The first quality improvement program, the nursing home report card, was initially the idea of bureau chief, Larry Lindblom back in 1996 or 1997. It started as a web page to provide information to the public, news, and links to CMS (formerly HCFA). He later thought that it could be improved by adding survey results. At the time the Report Card section of the web site was developed, only one other state (Arizona) had done any work in this area and the Federal Government's site was still under development. In 1999, during his first year in office, Governor Vilsack included among his legislative proposals the creation of the Governor's Award for Quality Care in Health Care Facilities.

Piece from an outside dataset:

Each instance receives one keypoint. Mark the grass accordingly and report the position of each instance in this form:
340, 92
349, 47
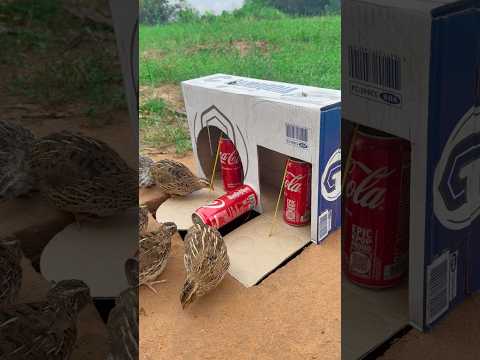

The selection of Marvin Tooman in February 2000, as HFD administrator made him, reportedly, the first person outside the Department of Inspections and Appeals to hold that position. His background and education make him uniquely qualified for the position. Prior to his appointment, Tooman had been CEO and president of his own company, "On With Life," a non-profit post acute care program specializing in brain injury/neurological and pulmonary rehabilitation. Prior to starting "On With Life," Tooman spent 11 years as a resource manager for the Iowa Department of Education's Division of Vocational Rehabilitation. He holds a Bachelor's degree in Education, a Master's Degree in Counseling, and a Doctorate in Administration and he is an Adjunct Assistant Professor in the University of Iowa's College of Education. He received his quality improvement training in the military, having been trained on the Baldrige self-assessment process. He is also a Commission on Accreditation for Rehabilitation Facilities (CARF) surveyor. Toomam explained that CARF standards are very similar to the Baldrige criteria. At the time of our interviews, he was the president-elect of the Association of Health Facility Survey Agencies.
In the first nine months following his selection, the department introduced the Quality-Based inspections program in May 2000, the Joint Surveyor/Provider Training in June 2000; the Deficiency-Free certificates in October 2000 and Best Practices program in November 2000. Later in June 2001, the survey questionnaire was introduced.